Pada akhir perbincangan beliau mengatakan bahwa yang membuat masyarakat kita selalu berada dalam kebimbangan untuk meningkatkan taraf hidup di sektor ekonomi adalah karena tidak adanya kepastian hukum. Setiap konflik yang ada di negeri ini yang melibatkan masyarakat kecil dan investor serta birokrasi, yang tersudutkan pasti masyarakat kecil. Hal ini bisa menyebabkan dua sikap yang ekstrim dalam masyarakat kita yaitu pasrah menerima apa adanya sehingga mereka tergusur dengan cepat. Atau sifat ekstrim lainnya menolak agenda-agenda perubahan secara membabibuta tanpa rasionalitas sehingga menghasilkan sikap-sikap radikal di lapangan.

Memang semua ini memerlukan perjuangan untuk memperbaikinya. Kalau kita mau melihat sejarah ke belakang, kita adalah bangsa pejuang. Dahulu kita pernah berjuang membebaskan diri dari belenggu penjajahan dan merdeka. Namun, kemerdekaan kita ini rupanya hanya kemerdekaan semu. Kemerdekaan dari penjajahan asing hanya secara fisik. Sehingga ada beberapa gelintir anaka bangsa yang mentalnya masih terjajah malah menjajah saudaranya sendiri. Kita pernah menumbangkan orde lama, juga begitu dengan orde baru. Kita lalu bersma mengumandangkan deklarasi sekarang adalah orde reformasi yang penuh dengan transparansi.

Namun kita melihat subtansi perjuangan kita selama ini yaitu menuntut keadilan,persamaan hak dan pemerataaan pembangunan itu belum sepenuhnya terwujud. Sampai saat ini kita masih disibukkan oleh masalah kebodohan, kemiskinan dan keterbelakangan.

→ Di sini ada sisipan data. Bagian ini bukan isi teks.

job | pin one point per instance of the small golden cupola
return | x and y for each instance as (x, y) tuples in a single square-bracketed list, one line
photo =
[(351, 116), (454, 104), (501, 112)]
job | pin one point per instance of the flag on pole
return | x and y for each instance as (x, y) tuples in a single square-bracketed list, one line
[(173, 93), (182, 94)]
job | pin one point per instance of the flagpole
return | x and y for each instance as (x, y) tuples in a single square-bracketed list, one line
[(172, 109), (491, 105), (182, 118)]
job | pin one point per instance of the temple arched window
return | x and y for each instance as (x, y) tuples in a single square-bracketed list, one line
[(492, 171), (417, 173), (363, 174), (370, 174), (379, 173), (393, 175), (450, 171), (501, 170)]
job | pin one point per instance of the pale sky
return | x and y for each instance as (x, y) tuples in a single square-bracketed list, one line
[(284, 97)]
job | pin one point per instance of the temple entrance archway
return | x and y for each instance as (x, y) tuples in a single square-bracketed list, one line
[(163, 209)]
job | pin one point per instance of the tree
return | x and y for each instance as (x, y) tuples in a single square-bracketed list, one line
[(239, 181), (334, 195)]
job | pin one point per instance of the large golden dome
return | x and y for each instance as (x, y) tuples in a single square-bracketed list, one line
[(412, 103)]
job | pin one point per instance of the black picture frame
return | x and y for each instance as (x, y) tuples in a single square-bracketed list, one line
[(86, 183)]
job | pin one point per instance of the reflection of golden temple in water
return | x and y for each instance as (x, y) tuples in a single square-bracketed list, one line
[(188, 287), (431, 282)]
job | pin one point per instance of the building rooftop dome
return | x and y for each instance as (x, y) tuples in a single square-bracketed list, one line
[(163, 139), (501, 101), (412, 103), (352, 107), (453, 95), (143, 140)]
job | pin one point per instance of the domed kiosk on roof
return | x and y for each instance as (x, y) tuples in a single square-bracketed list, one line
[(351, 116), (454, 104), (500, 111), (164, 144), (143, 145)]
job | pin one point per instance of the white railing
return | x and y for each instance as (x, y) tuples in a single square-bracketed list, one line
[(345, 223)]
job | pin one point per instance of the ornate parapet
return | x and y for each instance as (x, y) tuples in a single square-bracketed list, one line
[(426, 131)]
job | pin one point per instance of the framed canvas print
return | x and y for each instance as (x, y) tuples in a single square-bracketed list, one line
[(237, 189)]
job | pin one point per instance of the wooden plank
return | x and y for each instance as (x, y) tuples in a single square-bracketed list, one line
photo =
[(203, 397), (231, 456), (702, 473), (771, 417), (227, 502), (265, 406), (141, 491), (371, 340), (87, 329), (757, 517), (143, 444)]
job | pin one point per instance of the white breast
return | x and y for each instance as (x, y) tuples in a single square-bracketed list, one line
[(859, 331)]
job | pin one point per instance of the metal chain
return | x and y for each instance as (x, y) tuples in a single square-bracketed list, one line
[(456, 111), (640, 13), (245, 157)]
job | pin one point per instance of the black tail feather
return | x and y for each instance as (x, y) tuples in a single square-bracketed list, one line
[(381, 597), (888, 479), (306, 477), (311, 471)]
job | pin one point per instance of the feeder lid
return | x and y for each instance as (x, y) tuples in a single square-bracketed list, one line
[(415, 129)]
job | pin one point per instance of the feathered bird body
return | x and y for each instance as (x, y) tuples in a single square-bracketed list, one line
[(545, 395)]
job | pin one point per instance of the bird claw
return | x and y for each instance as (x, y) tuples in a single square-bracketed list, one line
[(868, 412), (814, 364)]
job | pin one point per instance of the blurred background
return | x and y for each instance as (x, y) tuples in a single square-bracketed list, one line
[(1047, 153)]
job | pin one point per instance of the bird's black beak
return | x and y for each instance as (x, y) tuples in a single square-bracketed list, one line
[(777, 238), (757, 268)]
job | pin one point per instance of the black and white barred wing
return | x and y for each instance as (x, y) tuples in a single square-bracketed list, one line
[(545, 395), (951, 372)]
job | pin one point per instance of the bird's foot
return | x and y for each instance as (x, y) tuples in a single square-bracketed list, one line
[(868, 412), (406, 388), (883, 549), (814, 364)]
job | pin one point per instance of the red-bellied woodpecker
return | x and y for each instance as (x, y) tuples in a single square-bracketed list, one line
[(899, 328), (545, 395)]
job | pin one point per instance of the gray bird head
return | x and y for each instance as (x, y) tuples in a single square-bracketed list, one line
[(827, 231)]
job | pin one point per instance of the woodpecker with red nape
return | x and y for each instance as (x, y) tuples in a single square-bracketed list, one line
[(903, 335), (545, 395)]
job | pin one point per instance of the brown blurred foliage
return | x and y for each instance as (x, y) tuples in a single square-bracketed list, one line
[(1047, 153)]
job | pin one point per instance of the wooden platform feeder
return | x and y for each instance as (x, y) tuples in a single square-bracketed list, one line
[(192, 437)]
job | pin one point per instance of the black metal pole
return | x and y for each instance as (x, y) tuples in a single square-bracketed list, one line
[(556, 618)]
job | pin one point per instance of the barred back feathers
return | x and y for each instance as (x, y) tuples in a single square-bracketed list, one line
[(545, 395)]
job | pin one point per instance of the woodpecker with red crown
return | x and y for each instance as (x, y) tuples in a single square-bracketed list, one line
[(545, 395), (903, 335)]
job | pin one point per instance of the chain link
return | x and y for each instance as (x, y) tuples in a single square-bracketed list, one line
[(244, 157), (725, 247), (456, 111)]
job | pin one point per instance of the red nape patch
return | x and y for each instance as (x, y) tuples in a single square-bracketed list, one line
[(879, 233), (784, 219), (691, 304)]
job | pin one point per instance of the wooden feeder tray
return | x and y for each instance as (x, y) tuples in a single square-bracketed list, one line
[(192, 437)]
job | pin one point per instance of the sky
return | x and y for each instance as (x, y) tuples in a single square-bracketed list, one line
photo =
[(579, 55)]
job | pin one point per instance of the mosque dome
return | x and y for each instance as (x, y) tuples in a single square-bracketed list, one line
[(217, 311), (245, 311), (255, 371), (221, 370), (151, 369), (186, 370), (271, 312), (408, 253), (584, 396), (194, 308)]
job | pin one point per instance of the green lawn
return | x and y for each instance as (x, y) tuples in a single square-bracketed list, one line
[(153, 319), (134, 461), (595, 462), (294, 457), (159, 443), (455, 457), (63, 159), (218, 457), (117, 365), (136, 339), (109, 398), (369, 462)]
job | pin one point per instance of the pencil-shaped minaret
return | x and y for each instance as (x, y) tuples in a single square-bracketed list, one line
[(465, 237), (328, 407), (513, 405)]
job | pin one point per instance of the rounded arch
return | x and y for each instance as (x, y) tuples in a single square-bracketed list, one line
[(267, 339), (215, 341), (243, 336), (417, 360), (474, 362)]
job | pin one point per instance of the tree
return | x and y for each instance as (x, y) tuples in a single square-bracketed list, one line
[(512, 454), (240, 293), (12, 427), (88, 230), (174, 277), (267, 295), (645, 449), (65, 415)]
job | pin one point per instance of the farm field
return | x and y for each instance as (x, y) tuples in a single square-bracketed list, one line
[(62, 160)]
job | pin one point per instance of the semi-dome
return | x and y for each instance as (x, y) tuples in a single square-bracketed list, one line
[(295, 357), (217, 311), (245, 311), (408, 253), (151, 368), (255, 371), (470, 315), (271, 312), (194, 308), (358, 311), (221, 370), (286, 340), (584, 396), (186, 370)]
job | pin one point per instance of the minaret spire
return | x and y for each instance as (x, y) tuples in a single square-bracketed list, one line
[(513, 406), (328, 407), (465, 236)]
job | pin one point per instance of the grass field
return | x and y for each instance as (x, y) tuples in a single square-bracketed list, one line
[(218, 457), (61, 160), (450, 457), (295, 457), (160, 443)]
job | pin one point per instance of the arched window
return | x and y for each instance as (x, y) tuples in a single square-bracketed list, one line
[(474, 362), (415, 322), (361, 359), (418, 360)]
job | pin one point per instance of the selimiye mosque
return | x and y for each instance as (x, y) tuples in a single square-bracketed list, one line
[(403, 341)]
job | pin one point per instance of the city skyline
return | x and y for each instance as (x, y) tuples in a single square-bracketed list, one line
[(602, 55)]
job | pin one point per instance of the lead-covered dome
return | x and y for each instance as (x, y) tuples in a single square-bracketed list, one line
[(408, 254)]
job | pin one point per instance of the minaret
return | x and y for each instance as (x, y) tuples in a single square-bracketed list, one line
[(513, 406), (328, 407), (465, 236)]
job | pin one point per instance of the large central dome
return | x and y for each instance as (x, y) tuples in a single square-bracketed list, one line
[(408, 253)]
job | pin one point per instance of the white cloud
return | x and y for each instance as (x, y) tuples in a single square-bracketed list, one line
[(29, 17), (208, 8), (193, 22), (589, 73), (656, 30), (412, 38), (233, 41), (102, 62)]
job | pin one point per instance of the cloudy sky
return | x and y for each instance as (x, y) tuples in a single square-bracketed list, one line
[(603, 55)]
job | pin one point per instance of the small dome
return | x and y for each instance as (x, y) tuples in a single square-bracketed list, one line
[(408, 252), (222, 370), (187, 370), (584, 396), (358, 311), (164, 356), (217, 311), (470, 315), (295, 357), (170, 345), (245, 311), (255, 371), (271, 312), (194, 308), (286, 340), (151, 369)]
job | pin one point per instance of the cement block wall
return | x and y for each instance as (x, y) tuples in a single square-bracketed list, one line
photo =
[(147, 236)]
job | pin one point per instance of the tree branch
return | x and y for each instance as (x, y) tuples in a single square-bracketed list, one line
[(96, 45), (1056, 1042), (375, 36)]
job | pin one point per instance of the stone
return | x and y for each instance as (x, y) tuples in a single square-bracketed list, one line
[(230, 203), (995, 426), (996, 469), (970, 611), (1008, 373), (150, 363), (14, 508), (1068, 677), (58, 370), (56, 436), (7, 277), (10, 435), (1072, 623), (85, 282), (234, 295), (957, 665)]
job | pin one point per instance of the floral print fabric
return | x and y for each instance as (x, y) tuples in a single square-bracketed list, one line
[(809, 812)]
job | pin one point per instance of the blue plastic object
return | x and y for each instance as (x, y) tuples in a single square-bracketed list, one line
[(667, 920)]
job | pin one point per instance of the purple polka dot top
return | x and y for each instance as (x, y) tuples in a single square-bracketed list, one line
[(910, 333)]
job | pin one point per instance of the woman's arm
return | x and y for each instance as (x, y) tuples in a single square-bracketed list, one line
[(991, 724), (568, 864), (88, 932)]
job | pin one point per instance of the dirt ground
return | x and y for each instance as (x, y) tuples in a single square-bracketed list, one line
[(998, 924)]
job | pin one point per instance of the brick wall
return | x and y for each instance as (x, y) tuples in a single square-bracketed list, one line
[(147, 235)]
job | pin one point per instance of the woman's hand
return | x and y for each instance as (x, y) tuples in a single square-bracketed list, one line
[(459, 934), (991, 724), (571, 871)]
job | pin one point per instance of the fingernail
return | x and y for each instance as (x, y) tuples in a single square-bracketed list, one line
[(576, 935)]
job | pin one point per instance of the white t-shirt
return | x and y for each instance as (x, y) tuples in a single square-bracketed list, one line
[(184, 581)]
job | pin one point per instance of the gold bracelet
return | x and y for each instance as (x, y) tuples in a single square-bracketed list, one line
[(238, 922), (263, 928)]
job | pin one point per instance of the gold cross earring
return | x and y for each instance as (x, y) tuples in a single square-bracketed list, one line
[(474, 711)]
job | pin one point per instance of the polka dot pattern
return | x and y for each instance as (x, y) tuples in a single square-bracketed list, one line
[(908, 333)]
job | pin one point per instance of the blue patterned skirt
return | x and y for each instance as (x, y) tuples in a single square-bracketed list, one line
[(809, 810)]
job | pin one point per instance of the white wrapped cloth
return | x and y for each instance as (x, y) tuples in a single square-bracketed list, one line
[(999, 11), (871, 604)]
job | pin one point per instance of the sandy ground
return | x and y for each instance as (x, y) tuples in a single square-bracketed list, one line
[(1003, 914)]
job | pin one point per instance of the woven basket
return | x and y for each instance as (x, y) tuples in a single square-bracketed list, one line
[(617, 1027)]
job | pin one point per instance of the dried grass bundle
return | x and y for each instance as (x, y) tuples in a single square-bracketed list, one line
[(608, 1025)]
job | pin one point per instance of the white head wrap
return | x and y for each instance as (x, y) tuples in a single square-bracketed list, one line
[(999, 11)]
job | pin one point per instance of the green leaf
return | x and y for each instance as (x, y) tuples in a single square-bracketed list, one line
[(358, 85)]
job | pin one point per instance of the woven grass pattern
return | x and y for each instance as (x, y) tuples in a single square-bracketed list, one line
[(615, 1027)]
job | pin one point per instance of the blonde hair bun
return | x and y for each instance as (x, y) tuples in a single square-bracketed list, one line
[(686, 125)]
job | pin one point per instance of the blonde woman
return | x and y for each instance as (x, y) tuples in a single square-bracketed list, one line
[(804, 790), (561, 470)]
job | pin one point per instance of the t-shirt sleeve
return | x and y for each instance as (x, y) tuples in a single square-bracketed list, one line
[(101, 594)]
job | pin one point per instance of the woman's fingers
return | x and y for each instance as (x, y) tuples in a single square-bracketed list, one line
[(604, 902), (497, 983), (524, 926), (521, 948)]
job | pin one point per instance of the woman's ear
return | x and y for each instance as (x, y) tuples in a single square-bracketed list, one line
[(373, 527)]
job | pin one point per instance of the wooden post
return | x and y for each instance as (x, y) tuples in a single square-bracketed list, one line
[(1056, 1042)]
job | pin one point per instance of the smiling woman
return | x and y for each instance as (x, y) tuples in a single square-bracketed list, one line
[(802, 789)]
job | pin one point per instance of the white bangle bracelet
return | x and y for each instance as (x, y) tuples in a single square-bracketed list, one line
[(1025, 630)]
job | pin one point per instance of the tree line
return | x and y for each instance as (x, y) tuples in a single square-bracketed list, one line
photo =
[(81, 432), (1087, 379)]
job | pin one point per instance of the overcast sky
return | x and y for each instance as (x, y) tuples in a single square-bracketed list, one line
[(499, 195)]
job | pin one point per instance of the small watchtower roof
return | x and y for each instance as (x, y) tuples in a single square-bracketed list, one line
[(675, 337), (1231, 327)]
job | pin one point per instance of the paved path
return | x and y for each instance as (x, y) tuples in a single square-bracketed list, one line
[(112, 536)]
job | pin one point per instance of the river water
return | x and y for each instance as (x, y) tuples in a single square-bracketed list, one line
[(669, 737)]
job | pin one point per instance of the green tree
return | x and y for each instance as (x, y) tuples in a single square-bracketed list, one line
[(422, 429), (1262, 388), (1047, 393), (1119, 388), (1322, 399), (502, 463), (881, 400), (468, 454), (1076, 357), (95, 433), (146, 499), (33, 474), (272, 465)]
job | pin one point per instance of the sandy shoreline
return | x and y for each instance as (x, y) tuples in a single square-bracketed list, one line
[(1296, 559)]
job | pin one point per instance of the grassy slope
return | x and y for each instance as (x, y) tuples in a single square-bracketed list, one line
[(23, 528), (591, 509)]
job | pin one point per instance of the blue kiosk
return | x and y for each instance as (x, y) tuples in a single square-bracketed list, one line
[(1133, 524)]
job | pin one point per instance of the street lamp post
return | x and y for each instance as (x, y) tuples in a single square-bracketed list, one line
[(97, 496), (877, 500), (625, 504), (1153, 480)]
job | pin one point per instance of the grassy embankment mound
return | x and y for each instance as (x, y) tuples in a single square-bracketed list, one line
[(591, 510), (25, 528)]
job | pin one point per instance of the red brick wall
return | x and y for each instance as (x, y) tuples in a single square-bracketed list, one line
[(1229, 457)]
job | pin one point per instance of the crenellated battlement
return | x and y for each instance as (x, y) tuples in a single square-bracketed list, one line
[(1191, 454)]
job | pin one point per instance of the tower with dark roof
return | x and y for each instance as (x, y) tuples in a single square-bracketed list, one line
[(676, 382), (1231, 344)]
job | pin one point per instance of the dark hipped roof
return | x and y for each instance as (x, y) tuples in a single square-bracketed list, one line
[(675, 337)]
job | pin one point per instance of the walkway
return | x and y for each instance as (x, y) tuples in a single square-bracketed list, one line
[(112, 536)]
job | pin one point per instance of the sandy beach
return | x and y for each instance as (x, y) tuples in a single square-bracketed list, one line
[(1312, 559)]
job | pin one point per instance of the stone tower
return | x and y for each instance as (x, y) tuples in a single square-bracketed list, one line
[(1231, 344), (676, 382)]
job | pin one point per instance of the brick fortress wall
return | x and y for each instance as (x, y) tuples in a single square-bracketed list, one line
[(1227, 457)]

Kantong-kantong kemiskinan dan pemiskinanan semakin lama semakin banyak di bumi Lancang kuning Riau ini. Setiap saat para pemimpin kita menarik simpati denga isu ini. Namun, di kesempatan lain mereka melakukan penggusuran pasar denga alasan untuk meremajakan pasar dan meningkatkan kenyamanan berbelanja dengan mengorbankan masyarakat kecil di sisi yang lain. Mereka hanya memandang kemajuan darisisi fisik dan sarana yang mentereng. Di lain pihak masyarakat di hibur dengan gemerlap lampu jalan dan warna-warninya lampu-lampu hias papan nama mal-mal.

Semua sampai saat ini hanya pada batas retorika.mungkin tulisan ini juga hanya retorika. Namun tidak ada tempat bagi kita untuk berputus asa.karena alam pasti berubah. Hukum alam akan berjalan. Semuanya akan terus dipergilirkan. Banayak yang mengatakan bahwa kita belum siap untuk menyambut perubahan. Omong kosong pernyataan seperti itu. Kalau memang belum siap sekaranglah kita menyiapkan diri. Marilah kita bersama berhenti sejenak menjenguk hati nurani yang paling dalam.

Masalah pasar. Adalah puncak gunung es daari berbagai permasalahan yang tampak dalam kehidupan kita saat sekarang ini. Seharusnya pembangunan kita pada saat sekarang ini lebih di fokuskan untuk membangun kepribadian. Membangun kompetensi pribadi. Sehingga rencana-rencana pembangunan yang akan kita laksanakan di masa depan lebih memiliki nilai kemanusiaan. Lebih ramah lingkungan. Bukan semata-mata untuk mendapatkan keuntungan sesaat saja.